Eliminating Duplicate Lines

One of the common problems when working with plain text is duplicate lines. They are bad and in most of the cases we would like to get rid of them. Here I present to you the simple solution(s) to address this problem.

Throughout this article, lets assume that in_file is input file containing repeated lines and out_file is the expected result file.

Method 1 - Using awk

awk is a programming language in itself, created for the sole purpose of text processing. The shell command below is all you need to eliminate dups from input file.

1
awk '!a[$0]++' in_file > out_file

Method 2 - Core Utils

Every linux/GNU distribution comes bundled with core utils and they are fully capable of accomplishing this task. One word of caution, using this method will remove duplicates and sort the file, the latter which may not be desired.

1
2
3
# core utils
sort -u in_file > out_file # method 2.1
sort in_file | uniq > out_file # Method 2.2

Method 3 - Using sed

sed - stream editor for filtering and transforming text. That's what man page says. It is a little complicated to do in sed. Since it treats all input as steam rather than lines. Here is how it is done with sed.
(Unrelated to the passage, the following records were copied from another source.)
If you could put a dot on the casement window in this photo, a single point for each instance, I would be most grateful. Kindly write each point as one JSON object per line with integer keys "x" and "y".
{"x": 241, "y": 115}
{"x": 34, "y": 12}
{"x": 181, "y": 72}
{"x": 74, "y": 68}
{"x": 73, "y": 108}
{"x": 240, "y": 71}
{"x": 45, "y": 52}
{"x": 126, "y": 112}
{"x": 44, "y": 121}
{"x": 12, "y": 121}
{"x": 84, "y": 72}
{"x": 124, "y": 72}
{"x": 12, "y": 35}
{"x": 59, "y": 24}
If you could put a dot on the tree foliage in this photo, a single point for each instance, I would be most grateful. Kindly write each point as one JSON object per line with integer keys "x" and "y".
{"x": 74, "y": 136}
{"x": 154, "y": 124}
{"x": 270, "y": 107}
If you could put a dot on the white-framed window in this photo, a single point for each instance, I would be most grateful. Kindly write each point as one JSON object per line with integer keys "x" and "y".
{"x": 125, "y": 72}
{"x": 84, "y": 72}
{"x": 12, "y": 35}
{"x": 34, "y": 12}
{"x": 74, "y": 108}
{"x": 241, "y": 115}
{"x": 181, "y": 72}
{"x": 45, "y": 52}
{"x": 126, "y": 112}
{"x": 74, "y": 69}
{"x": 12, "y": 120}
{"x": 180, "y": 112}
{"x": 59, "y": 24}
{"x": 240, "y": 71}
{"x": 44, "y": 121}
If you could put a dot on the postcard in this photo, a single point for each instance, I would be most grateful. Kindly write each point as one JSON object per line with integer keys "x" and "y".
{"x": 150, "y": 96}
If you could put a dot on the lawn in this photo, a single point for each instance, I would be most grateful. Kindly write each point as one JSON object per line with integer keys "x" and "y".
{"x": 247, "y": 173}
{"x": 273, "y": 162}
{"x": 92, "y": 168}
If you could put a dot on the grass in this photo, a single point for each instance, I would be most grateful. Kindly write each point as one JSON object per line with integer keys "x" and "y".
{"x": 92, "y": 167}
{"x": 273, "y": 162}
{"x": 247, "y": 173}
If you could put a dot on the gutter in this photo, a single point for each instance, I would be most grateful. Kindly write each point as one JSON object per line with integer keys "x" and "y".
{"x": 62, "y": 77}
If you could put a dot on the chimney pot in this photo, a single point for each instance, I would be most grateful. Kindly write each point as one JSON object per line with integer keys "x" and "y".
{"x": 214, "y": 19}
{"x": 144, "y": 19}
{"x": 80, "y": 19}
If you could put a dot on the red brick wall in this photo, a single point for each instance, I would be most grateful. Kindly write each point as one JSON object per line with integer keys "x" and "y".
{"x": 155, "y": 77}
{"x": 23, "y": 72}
Link to source is below.

1
2
3
# resource : http://sed.sourceforge.net/sed1line.txt 
sort in_file | sed -E '$!N; /^\(.*\)\n\1$/!P; D' > out_file # for sorted file
sed -n 'G; s/\n/&&/; /^\([ -~]*\n\).*\n\1/d; s/\n//; h; P' in_file > out_file # non-sorted file.

Method 4 - perl

perl is the scripting language that popularized regular expression. It was also created for text processing. perl is extremely powerful in what is does. There is a liner for complex text manipulation. Safe to say, it still retained its niche.

Here is one way to get it done in perl. Of course, there are more than a dozen ways to do it in perl

1
perl -ne 'print if ! $x{$_}++' in_file > out_file

Conclusion

I have presented you a handful of methods to eliminate duplicate lines.There are always more than one way to solve a problem.